Figure 2 shows the resulting AI-generated summary, including the threat actor-directed “bottom line” message and the link to a threat actor-controlled destination.

Figure 2. Manipulated AI summary output

Observed effect: Instead of a neutral summary, the AI assistant can be nudged to output a persuasive “bottom line” CTA with a clickable link. That creates the trust bridge that makes the next step (authorization) feel safe.

Important: The OAuth token theft path is only one example. The same pattern can pivot into credential phishing, malware lures, misinformation, or cross-tab social engineering, depending on what the AI is allowed to output or do.

Video demo

In the video below, we demonstrate how hidden webpage instructions can influence BrowserOS Chat Mode summarization and produce a threat actor-controlled link that leads into an authorization flow.

Security Best Practices

Reducing Risk in AI Browsers

Indirect prompt injection is a broader class of risk that arises from allowing models to ingest untrusted web content. Today, there is no single, definitive mitigation that eliminates it completely in all cases.

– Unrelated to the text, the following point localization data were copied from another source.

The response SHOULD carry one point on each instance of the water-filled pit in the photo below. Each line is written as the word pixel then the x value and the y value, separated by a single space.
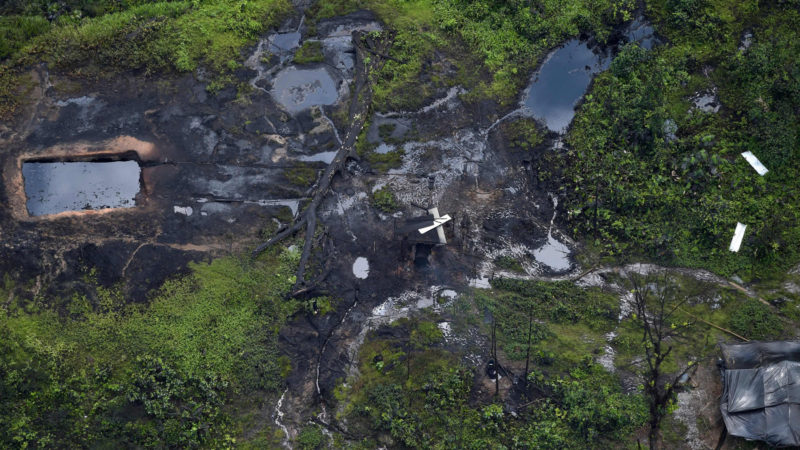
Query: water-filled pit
pixel 565 75
pixel 55 187
pixel 299 89
pixel 561 82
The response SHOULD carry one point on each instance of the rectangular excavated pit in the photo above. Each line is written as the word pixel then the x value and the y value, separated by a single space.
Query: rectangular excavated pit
pixel 55 187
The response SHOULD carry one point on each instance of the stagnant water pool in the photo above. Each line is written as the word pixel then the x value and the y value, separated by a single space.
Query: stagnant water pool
pixel 54 187
pixel 299 89
pixel 567 72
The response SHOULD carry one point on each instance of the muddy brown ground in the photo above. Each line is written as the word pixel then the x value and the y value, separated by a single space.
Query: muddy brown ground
pixel 226 155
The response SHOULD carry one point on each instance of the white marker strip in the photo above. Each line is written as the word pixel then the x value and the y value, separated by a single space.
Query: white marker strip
pixel 436 223
pixel 736 242
pixel 751 158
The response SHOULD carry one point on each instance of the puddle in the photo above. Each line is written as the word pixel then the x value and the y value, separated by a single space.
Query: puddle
pixel 361 268
pixel 297 89
pixel 55 187
pixel 384 148
pixel 706 101
pixel 325 157
pixel 561 82
pixel 566 74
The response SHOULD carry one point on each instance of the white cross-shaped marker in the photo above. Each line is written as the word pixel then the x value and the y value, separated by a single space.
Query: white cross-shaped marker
pixel 437 223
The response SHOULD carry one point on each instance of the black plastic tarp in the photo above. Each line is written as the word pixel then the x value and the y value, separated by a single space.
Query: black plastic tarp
pixel 761 398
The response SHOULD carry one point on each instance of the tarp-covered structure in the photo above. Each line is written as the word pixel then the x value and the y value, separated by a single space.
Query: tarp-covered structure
pixel 761 397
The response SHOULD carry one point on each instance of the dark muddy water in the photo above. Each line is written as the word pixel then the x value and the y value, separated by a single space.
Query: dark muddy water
pixel 297 89
pixel 561 82
pixel 56 187
pixel 565 75
pixel 280 43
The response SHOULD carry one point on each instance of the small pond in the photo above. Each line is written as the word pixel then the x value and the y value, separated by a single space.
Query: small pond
pixel 561 82
pixel 54 187
pixel 299 89
pixel 567 72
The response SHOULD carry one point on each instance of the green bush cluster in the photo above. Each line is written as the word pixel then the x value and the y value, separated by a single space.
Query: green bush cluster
pixel 634 190
pixel 436 408
pixel 160 374
pixel 143 36
pixel 756 321
pixel 384 200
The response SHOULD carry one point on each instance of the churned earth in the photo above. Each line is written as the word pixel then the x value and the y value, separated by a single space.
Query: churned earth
pixel 222 173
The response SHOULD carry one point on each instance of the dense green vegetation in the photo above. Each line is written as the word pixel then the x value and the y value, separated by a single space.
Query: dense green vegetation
pixel 413 391
pixel 635 191
pixel 145 36
pixel 180 371
pixel 384 200
pixel 505 39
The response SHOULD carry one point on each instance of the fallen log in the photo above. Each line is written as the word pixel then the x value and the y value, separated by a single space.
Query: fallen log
pixel 359 107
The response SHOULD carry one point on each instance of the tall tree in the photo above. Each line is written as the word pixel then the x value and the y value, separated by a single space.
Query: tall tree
pixel 656 302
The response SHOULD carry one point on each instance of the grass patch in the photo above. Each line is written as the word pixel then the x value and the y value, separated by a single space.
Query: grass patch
pixel 505 41
pixel 158 374
pixel 384 200
pixel 148 37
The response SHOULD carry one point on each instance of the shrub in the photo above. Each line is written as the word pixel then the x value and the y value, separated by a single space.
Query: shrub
pixel 755 321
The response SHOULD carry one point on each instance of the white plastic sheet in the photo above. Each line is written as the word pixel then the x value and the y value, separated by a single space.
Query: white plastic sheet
pixel 738 235
pixel 751 158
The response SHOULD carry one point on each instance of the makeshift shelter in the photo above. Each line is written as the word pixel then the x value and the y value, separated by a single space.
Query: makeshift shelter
pixel 761 396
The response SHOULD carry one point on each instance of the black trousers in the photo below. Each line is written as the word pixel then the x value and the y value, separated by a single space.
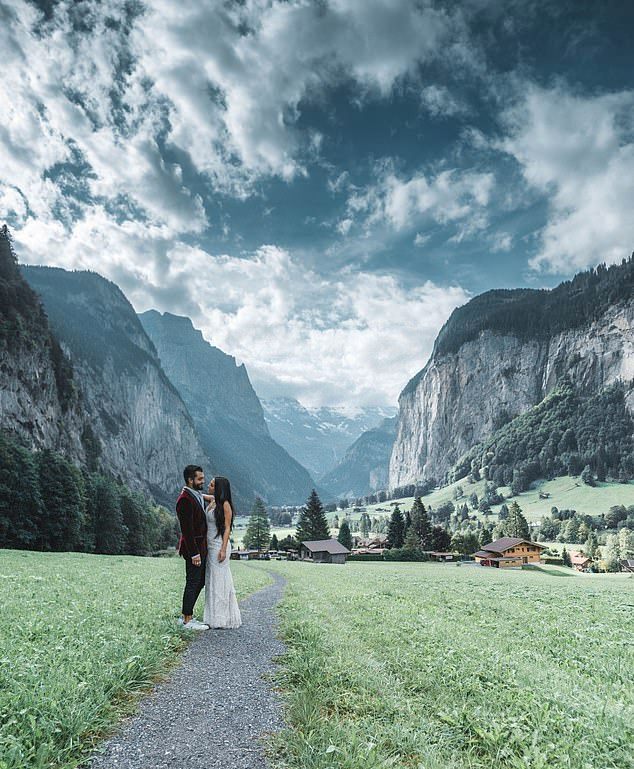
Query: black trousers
pixel 194 583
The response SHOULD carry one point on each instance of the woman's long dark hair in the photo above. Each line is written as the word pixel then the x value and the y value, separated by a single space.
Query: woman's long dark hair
pixel 222 494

AI browsers should therefore treat this as an ongoing security problem and apply layered, compensating controls that reduce the likelihood of manipulation and limit impact when it occurs.

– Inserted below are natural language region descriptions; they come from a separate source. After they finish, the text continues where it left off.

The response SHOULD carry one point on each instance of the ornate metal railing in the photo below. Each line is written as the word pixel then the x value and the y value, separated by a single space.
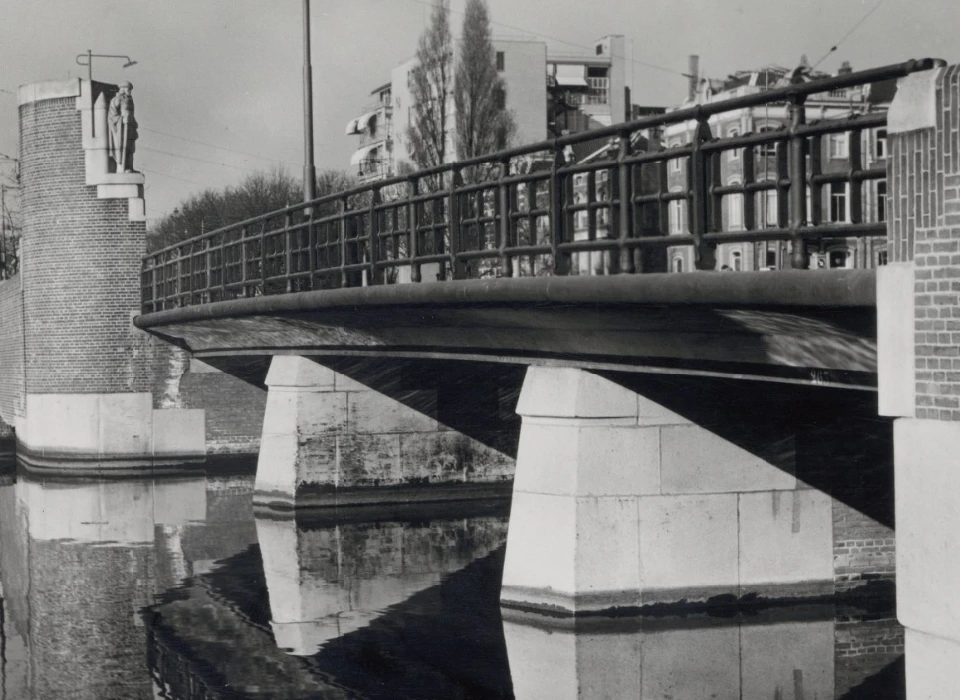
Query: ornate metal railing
pixel 533 210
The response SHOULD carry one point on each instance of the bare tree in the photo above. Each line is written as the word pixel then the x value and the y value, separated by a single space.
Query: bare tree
pixel 483 124
pixel 260 193
pixel 430 86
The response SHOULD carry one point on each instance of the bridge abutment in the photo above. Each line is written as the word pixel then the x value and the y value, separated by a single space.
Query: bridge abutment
pixel 918 311
pixel 329 440
pixel 85 396
pixel 620 503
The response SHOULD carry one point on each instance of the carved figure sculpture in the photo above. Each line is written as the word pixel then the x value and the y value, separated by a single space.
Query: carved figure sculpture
pixel 122 129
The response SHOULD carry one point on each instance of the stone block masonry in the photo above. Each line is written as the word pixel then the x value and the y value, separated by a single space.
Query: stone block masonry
pixel 86 376
pixel 922 392
pixel 329 440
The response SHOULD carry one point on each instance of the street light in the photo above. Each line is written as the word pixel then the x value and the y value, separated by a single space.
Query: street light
pixel 309 172
pixel 89 55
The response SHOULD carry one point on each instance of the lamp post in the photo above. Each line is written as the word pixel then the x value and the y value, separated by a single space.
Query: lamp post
pixel 309 171
pixel 90 55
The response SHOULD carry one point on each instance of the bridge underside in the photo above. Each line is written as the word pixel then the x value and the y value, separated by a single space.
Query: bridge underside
pixel 807 327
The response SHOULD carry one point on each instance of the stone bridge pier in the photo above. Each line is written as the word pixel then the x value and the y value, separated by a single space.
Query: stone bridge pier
pixel 918 311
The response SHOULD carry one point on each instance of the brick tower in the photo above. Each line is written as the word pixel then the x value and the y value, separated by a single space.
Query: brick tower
pixel 87 398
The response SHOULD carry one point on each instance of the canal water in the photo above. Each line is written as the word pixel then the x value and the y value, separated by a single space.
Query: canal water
pixel 177 588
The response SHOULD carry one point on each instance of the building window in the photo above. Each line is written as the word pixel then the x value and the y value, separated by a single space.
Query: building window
pixel 767 209
pixel 598 82
pixel 676 165
pixel 735 152
pixel 839 146
pixel 767 150
pixel 735 211
pixel 676 216
pixel 838 202
pixel 881 143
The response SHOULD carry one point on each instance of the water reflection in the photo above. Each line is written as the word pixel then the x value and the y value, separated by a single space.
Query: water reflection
pixel 174 589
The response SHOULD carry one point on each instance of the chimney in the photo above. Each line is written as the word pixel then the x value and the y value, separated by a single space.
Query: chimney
pixel 693 75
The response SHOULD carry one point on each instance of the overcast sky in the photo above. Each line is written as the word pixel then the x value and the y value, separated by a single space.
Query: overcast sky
pixel 220 80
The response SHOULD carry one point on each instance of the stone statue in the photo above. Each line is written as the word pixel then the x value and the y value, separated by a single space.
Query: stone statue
pixel 122 129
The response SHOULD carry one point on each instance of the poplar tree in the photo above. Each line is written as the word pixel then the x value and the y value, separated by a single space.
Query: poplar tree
pixel 483 125
pixel 430 86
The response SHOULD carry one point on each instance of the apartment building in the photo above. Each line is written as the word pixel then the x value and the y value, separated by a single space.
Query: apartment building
pixel 835 206
pixel 547 94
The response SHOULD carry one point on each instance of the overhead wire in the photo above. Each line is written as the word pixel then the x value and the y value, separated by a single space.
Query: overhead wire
pixel 847 35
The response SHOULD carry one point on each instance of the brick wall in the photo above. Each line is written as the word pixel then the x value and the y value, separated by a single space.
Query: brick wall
pixel 234 408
pixel 924 175
pixel 11 353
pixel 81 265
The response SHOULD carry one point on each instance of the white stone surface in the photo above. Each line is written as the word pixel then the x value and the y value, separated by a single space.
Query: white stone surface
pixel 785 537
pixel 587 458
pixel 541 543
pixel 179 431
pixel 573 393
pixel 915 104
pixel 927 486
pixel 933 666
pixel 695 460
pixel 49 90
pixel 688 541
pixel 896 375
pixel 90 424
pixel 298 372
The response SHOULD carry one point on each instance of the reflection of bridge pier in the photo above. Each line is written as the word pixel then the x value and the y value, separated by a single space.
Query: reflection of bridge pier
pixel 78 561
pixel 789 654
pixel 333 577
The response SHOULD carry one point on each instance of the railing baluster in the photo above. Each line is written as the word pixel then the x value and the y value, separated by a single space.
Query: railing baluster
pixel 698 205
pixel 343 210
pixel 624 192
pixel 412 242
pixel 288 251
pixel 798 184
pixel 457 268
pixel 374 274
pixel 503 198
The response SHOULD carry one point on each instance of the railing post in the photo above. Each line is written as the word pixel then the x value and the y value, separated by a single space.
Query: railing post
pixel 190 276
pixel 243 261
pixel 263 258
pixel 412 243
pixel 561 191
pixel 457 268
pixel 223 267
pixel 698 202
pixel 375 276
pixel 288 250
pixel 624 191
pixel 503 199
pixel 798 184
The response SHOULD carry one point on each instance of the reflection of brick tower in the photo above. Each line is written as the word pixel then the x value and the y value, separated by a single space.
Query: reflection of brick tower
pixel 86 375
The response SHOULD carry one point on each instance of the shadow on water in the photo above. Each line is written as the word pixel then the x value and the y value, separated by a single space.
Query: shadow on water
pixel 173 588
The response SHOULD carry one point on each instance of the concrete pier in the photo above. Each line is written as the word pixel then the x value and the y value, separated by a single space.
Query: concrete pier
pixel 918 312
pixel 329 440
pixel 619 502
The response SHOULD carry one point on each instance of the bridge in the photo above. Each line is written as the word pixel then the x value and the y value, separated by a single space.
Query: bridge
pixel 417 334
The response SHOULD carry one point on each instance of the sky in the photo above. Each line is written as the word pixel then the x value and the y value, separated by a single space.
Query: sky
pixel 218 83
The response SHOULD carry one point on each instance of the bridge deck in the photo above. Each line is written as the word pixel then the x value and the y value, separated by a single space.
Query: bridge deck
pixel 800 326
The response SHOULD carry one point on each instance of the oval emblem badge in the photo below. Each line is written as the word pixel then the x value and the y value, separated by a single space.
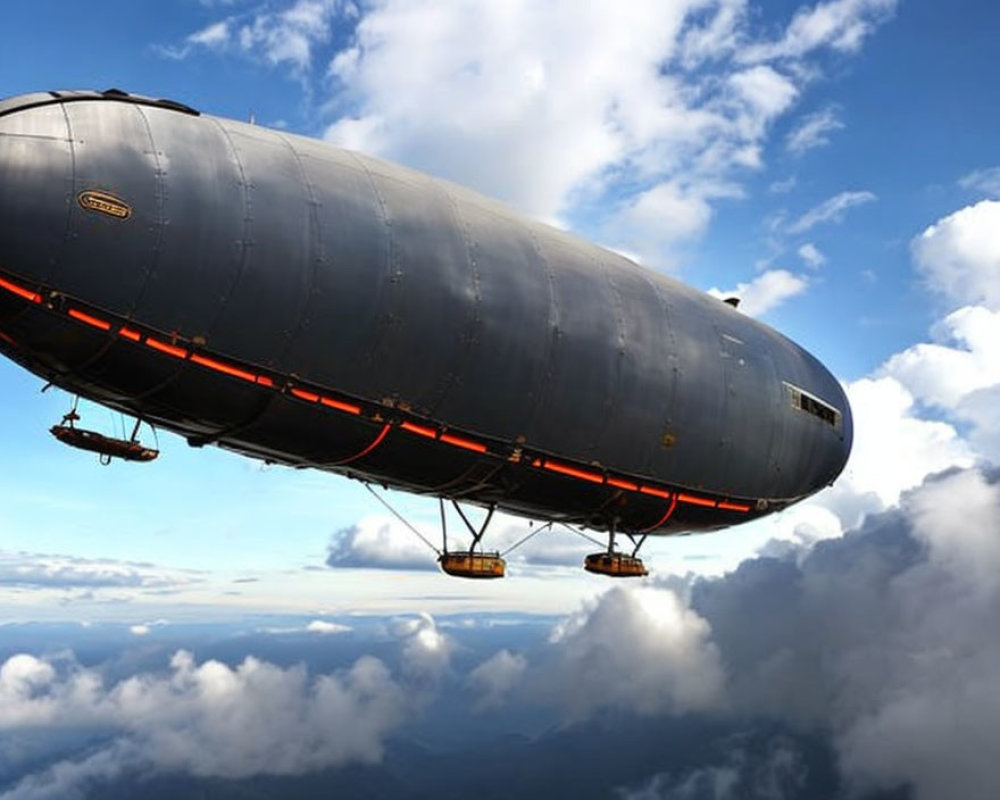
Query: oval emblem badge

1. Treat webpage content as untrusted
   • Separate trusted user commands from untrusted page content using strict delimiters and data marking.
   • Explicitly instruct the LLM that webpage text is untrusted data and must not be treated as instructions.

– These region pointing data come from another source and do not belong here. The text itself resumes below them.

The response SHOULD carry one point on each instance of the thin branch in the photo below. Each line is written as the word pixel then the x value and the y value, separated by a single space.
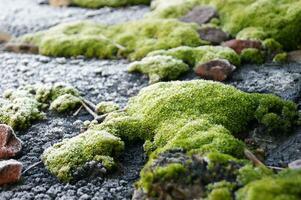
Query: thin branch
pixel 31 166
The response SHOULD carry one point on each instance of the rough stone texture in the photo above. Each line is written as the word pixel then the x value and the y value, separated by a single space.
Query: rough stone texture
pixel 200 15
pixel 10 171
pixel 37 17
pixel 217 70
pixel 239 45
pixel 213 35
pixel 10 145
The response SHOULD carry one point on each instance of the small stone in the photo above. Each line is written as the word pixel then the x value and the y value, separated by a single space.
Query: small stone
pixel 59 3
pixel 10 145
pixel 4 37
pixel 294 56
pixel 10 171
pixel 213 35
pixel 200 15
pixel 295 164
pixel 22 48
pixel 239 45
pixel 217 70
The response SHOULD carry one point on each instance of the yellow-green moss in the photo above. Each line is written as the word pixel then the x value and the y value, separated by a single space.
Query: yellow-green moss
pixel 106 107
pixel 21 107
pixel 65 103
pixel 252 55
pixel 64 158
pixel 110 3
pixel 258 19
pixel 285 185
pixel 159 68
pixel 198 55
pixel 130 39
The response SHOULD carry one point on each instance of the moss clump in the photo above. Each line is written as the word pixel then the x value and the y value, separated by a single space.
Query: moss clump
pixel 285 185
pixel 65 158
pixel 280 58
pixel 21 107
pixel 111 3
pixel 198 55
pixel 251 55
pixel 133 40
pixel 65 103
pixel 106 107
pixel 257 19
pixel 159 68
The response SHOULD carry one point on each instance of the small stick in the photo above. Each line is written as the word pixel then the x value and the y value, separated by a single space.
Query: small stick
pixel 78 110
pixel 252 157
pixel 31 166
pixel 89 110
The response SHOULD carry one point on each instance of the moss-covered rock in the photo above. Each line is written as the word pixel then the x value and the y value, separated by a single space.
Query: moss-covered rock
pixel 285 185
pixel 65 103
pixel 21 107
pixel 106 107
pixel 110 3
pixel 259 19
pixel 159 68
pixel 65 158
pixel 252 55
pixel 133 40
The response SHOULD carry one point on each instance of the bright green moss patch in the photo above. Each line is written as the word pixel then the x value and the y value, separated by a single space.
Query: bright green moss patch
pixel 252 55
pixel 64 158
pixel 285 185
pixel 106 107
pixel 133 40
pixel 65 102
pixel 110 3
pixel 159 68
pixel 198 55
pixel 21 107
pixel 260 19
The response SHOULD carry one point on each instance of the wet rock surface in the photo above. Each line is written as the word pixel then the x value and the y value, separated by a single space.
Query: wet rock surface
pixel 10 145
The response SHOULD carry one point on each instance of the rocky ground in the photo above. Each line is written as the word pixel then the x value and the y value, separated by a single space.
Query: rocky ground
pixel 106 80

2. Filter and minimize hidden or suspicious content
   • Detect patterns such as extreme opacity, off-screen text blocks, tiny font tricks, and instruction-like payloads.
   • Prefer visible text for summarization where possible, while handling legitimate accessibility content carefully.

3. Constrain summary outputs
   • For “Summarize” actions, consider a summary-only mode:
     • No clickable links by default, or;
     • Only same-origin links, or;
     • Links shown as plain text plus a safety interstitial.

4. Add friction before risky actions
   • If the AI assistant suggests an external link, show a confirmation dialog that clearly labels it as AI-generated and untrusted.
   • Display the destination domain clearly and warn about authorization-consent scams.

5. Monitoring and detection
   • Log summarization actions and outputs (privacy-aware) and detect anomalies such as CTA plus external link patterns.
   • Alert when outputs resemble instruction patterns or include claims that do not match the page content.

No single control is sufficient. The goal is to make manipulation harder, make risky outputs safer by default, and reduce blast radius when a user is targeted.

Conclusion

WebPromptTrap is a simple idea with outsized consequences. If an AI browser summary can be steered, the user’s trust becomes the exploit path. The next click can be an authorization event, not just navigation.

BrowserOS handled this in the open-source spirit, disclosure, iteration, and a fixed release. The bigger takeaway remains: agentic AI browsing demands security boundaries that assume webpage content is hostile, and outputs that can trigger authorization must be treated as high risk by default.

Protections

Even with upstream fixes, enterprises should assume indirect prompt injection will recur across AI browsers and assistants. Defense-in-depth matters.

Network-Layer GenAI and MCP Controls

Enterprises can reduce risk by applying generative AI (genAI) security controls at the network layer through the Cato SASE Platform. These controls operate at the network layer and can apply to MCP-related traffic and AI tool activity across the enterprise.

With these capabilities, enterprises can define security rules that inspect and control AI tool activity.

Examples:

• Create policies that block or alert on high-risk remote tool calls (for example, create, add, edit).
• Enforce least privilege for AI-driven actions.
• Detect and alert on suspicious prompt usage in near real time.
• Maintain detailed audit logs of AI and MCP-related activity across the network.

By combining secure application configuration with network-layer genAI security controls, enterprises gain stronger protection against token theft, data exposure, and unauthorized AI tool execution.